For sheer, unmitigated gall, its hard to beat the conservatives who are mounting a last-ditch campaign to derail meaningful health care reform.
First, the health insurance and pharmaceutical companies bribed Congress members with millions of dollars in campaign contributions to keep expansion of Medicare the most efficient way to provide affordable health coverage to every American off the table.
Then their allies in Congress held up the progress of a compromise health reform bill past the summer recess. Senate Finance Committee Chairman Max Baucus (D-Mont.) continues to negotiate with Republican senators who have indicated that they will never support a final bill that liberal Democrats could support.
At the same time, rightwing organizers are coordinating mobs that have disrupted attempts by Democratic Congress members to discuss health care reform in their home districts. Protesters have showed up at congressional town meetings armed with Republican talking points that the President Obamas plan would threaten Medicare and veterans health programs, put government bureaucrats between patients and their doctors and set up death panels to deny care for seniors and the disabled.
In fact, as Mike Madden notes in Dispatches, the death panels already are operated by private health insurance companies, who wield insurance-policy fine print to deny expensive treatments for stricken customers who thought they were covered. The bureaucrats earn bonuses and their bosses fatten their corporate profits at the expense of unlucky patients.
Wendell Potter was head of corporate communications for CIGNA, one of the largest for-profit health insurance companies, when he helped spearhead the healthcare industrys campaign against Michael Moores movie, Sicko in 2007. But he told Amy Goodman on Democracy Now! July 16 that he decided it was time to go after CIGNA later that year denied a California teenager, Nataline Sarkisyan, coverage for a liver transplant that her doctors had recommended. That forced Natalines family to appeal to the media, the California Nurses Association and others to put pressure on the company, which ultimately decided to cover the procedure, but it was too late for Nataline, who died just two hours after CIGNA told her family the transplant could go ahead.
Potter quit CIGNA and became a whistleblower with the Center for Media and Democracy (prwatch.org). He said Wall Street has forced insurance companies to dump more sick customers in order to increase profit margins since 1993, when Bill and Hillary Clinton were trying to reform health care. At that time, insurers spent 95 cents of every premium dollar to pay claims. Now, with the consolidation of the insurance industry into seven very large for-profit companies that dominate the market, the companies have gotten those payouts down to 80% of premiums paid. The savings go to the corporate bottom line.
In comparison, only 3% of Medicare expenses go to administration and there is no incentive to arbitrarily deny care. But thats socialism!
Health insurance companies, health care providers and pharmaceutical companies are pouring $1.4 million a day into lobbying, to water down the reforms, delay their implementation or, better yet from their point of view, kill it off entirely.

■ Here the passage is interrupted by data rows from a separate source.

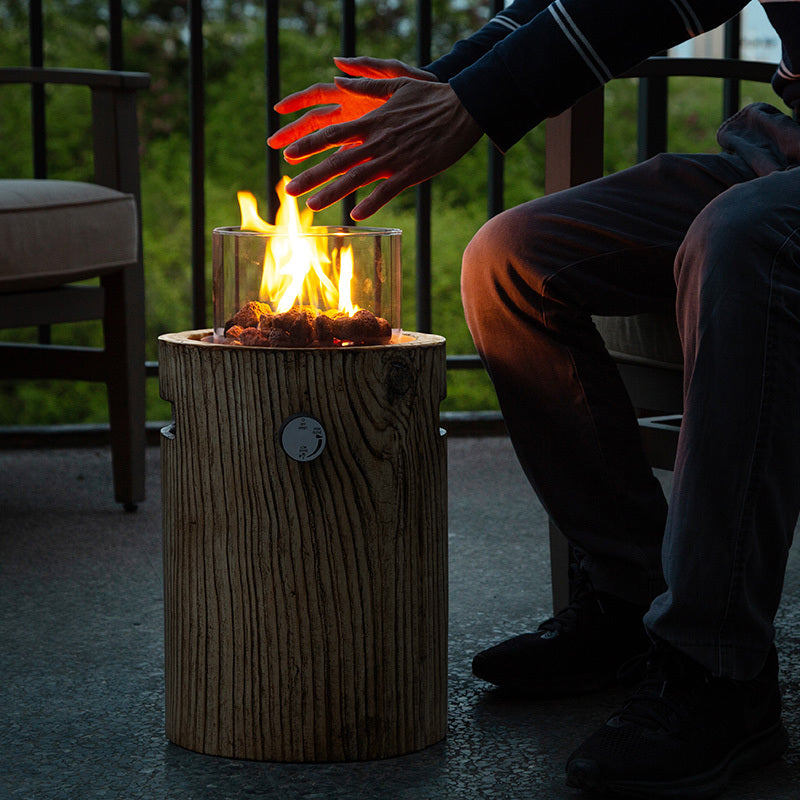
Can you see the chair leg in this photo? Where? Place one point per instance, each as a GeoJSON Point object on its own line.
{"type": "Point", "coordinates": [560, 558]}
{"type": "Point", "coordinates": [123, 326]}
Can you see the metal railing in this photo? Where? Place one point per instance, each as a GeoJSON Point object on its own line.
{"type": "Point", "coordinates": [652, 113]}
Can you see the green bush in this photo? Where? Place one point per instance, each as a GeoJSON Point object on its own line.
{"type": "Point", "coordinates": [235, 127]}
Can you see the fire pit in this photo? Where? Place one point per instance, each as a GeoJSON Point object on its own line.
{"type": "Point", "coordinates": [305, 520]}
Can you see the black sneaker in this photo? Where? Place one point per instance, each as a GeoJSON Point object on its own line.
{"type": "Point", "coordinates": [683, 734]}
{"type": "Point", "coordinates": [577, 651]}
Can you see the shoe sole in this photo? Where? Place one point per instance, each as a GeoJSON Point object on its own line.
{"type": "Point", "coordinates": [759, 750]}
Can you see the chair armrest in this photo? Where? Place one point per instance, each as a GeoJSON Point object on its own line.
{"type": "Point", "coordinates": [115, 131]}
{"type": "Point", "coordinates": [574, 139]}
{"type": "Point", "coordinates": [729, 68]}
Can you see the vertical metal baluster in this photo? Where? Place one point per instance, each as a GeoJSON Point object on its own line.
{"type": "Point", "coordinates": [348, 45]}
{"type": "Point", "coordinates": [731, 98]}
{"type": "Point", "coordinates": [115, 44]}
{"type": "Point", "coordinates": [38, 119]}
{"type": "Point", "coordinates": [423, 190]}
{"type": "Point", "coordinates": [273, 83]}
{"type": "Point", "coordinates": [496, 165]}
{"type": "Point", "coordinates": [197, 158]}
{"type": "Point", "coordinates": [38, 122]}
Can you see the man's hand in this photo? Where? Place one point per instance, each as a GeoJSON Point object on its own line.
{"type": "Point", "coordinates": [344, 105]}
{"type": "Point", "coordinates": [400, 130]}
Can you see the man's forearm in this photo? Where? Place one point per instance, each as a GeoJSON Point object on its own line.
{"type": "Point", "coordinates": [567, 49]}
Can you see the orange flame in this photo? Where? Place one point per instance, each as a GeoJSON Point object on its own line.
{"type": "Point", "coordinates": [297, 268]}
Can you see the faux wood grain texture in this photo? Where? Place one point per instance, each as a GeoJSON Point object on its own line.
{"type": "Point", "coordinates": [305, 603]}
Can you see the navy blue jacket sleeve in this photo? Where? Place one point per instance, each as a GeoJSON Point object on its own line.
{"type": "Point", "coordinates": [535, 59]}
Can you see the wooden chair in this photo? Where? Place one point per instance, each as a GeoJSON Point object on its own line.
{"type": "Point", "coordinates": [55, 233]}
{"type": "Point", "coordinates": [646, 347]}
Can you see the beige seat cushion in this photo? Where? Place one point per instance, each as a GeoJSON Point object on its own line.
{"type": "Point", "coordinates": [643, 338]}
{"type": "Point", "coordinates": [53, 232]}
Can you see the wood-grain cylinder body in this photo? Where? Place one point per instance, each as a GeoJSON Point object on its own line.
{"type": "Point", "coordinates": [305, 601]}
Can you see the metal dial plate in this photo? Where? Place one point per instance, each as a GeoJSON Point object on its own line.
{"type": "Point", "coordinates": [303, 437]}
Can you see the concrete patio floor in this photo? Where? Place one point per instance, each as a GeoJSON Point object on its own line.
{"type": "Point", "coordinates": [81, 652]}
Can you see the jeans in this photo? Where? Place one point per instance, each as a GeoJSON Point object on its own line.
{"type": "Point", "coordinates": [716, 237]}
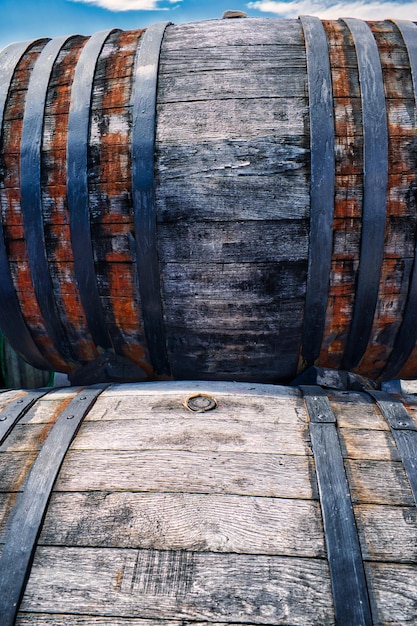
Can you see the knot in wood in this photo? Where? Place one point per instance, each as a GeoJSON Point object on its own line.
{"type": "Point", "coordinates": [201, 403]}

Of course, the thing they fear most is that the country will at some point gravitate toward a single-payer plan, Potter said. Thats the ultimate fear that they have. ... They fear even the public insurance option thats being proposed, that was part of President Obamas campaign platform, his healthcare platform. And theyll pull out all the stops they can to defeat that.
The insurance industrys game plan to defeat the current reform effort is based on scare tactics, he said. Theyll be working with their ideological allies, with the business community, with conservative pundits and editorial writers, to try to scare people into thinking that embracing a public health insurance option would lead us down the ... slippery slope toward socialism and that you will be, in essence, putting a government bureaucrat between you and your doctor. ... Theyve used those talking points for years, and ... theyve always worked.
This year conservatives have mobilized cadres of teabaggers, the right-wing shock troops who first came on the scene in April to protest taxes and vilify President Obama. Organized by Washington-based lobbyists such as Dick Armeys FreedomWorks and local Republican and Libertarian officials, the teabaggers showed up at town hall rallies to crowd out health reform supporters and shout down attempts by Congress members to explain their positions on health care as well as attempts by health reform advocates to make their cases.
Obama made a populist appeal for healthcare reform in Portsmouth, N.H. on Aug. 11, telling the bipartisan crowd about the pitfalls of private insurance and making it clear that people who think they have good insurance coverage should welcome reforms too: I dont think government bureaucrats should be meddling [in your health care], but I also dont think insurance company bureaucrats should be meddling, he said, adding, Right now insurance companies are rationing care.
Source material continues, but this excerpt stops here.